On Saturday, after the meeting of the College Republican Federation of Virginia here in Harrisonburg, I had the opportunity to speak with Pete Snyder, one of the seven candidates seeking Republican nomination for lieutenant governor.  Mr. Snyder is an entrepreneur from northern Virginia who recently served as chairman for the 2012 Virginia Victory campaign.

Although we planned to get together at the local Starbucks, due to overcrowding, we had to relocate to the Jimmy Johns located several doors down.  This particular discussion was pretty open-ended, in which I was able to ask a number of questions about Mr. Snyder’s political principles and his campaign.  Armed with a trusty, new recorder, we began.

What I thought was the most important issue of the day concerned the matter of liberty and how Pete Snyder would reach out and connect to the tea party and Ron Paul activists, a growing segment within the Republican Party in Virginia.  His answer was fairly simple and straightforward stating that he is a solid constitutionalist, who offers a consistent message to every group, emphasizing, “I think anyone who is liberty-minded would hopefully want someone in office who…thinks about how we protect our civil liberties.”  When it comes to our government in Richmond, he added he that he would like to “have the entire state government dust off the Virginia State Constitution…and figure out what business we were supposed to be in and what business we are in now, what mission creep went on there and reign it back in.”  If elected, he declared that he would base his decisions upon three criteria: First, “Is it moral?” Second, “Does it add to or chip away our civil liberties?” Lastly, “Does it strengthen or weaken the free market?”

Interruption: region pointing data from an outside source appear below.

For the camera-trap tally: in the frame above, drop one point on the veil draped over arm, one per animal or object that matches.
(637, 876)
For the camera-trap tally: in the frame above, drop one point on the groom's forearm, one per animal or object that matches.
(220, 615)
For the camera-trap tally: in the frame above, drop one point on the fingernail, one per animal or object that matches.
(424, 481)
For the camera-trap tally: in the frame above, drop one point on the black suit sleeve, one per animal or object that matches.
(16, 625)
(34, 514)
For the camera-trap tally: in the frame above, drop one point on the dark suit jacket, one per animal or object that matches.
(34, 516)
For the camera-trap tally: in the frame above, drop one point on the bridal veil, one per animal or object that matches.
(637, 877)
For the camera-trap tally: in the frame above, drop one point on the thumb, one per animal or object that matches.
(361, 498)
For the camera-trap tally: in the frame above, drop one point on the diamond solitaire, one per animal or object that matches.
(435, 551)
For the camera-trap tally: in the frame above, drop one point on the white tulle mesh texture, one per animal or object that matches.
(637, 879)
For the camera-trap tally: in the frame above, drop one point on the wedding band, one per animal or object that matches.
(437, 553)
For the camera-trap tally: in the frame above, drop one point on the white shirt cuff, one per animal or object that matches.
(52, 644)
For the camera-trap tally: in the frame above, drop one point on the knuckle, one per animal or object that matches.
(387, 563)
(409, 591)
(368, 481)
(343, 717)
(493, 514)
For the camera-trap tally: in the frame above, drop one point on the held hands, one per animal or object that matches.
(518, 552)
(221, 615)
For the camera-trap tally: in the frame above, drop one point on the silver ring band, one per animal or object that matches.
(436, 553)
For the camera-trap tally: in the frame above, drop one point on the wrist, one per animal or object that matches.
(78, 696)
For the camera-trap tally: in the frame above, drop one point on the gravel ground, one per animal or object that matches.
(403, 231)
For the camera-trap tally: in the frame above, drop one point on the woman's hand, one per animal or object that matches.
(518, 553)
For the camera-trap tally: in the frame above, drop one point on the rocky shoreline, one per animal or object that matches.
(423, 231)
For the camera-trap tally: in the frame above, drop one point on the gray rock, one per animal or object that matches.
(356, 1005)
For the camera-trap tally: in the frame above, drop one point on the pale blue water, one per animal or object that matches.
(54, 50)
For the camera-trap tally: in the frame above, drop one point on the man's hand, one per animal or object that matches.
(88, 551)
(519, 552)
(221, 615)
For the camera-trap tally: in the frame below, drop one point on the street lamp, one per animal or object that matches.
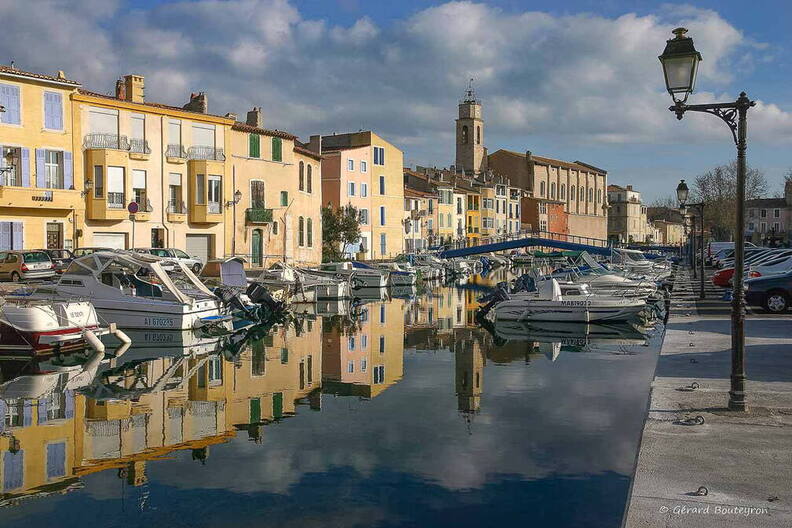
(680, 65)
(683, 193)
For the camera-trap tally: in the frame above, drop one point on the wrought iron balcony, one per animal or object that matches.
(258, 215)
(176, 151)
(106, 141)
(205, 153)
(139, 146)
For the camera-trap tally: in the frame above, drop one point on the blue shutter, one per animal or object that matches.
(68, 170)
(40, 172)
(17, 235)
(42, 410)
(25, 167)
(5, 235)
(13, 470)
(69, 404)
(27, 413)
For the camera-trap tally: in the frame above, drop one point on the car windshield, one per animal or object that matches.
(35, 256)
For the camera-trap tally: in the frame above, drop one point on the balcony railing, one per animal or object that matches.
(258, 215)
(115, 200)
(106, 141)
(176, 151)
(139, 146)
(176, 207)
(205, 153)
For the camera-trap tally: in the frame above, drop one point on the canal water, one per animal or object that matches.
(407, 415)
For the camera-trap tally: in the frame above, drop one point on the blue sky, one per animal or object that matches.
(572, 79)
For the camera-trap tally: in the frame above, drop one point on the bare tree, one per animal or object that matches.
(717, 188)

I did ask Pete Snyder about a potentially sore subject, his time as Virginia Victory Chairman.  As you may recall, in the past election neither Mitt Romney nor George Allen, the GOP Senate candidate, were able to win the state.  Mr. Snyder mentioned that he was honored to be asked to volunteer as the chairman and stated that he was quite successful at his primary task, raising money for these Republican candidates.  Regarding this matter, one lingering question that was sent to me recently is, if Pete Snyder spent so much time promoting Romney and Allen last year, how do we know that, if elected, he will not emulate the big government policies either advocated by these two, or Governor McDonnell who appointed him to this position?  It is an important consideration, especially coming on the back of Virginia’s transportation tax increase, which is viewed by many conservatives as a massive betrayal perpetrated by Republican Governor Bob McDonnell and the Republican-controlled General Assembly.  The Snyder campaign has answered this question over the weekend, in part, by issuing statements on Facebook praising the legislators who opposed these measures. Today, they stepped up the rhetoric releasing a statement adding, “The career politicians and big government crowd in our party have to go.”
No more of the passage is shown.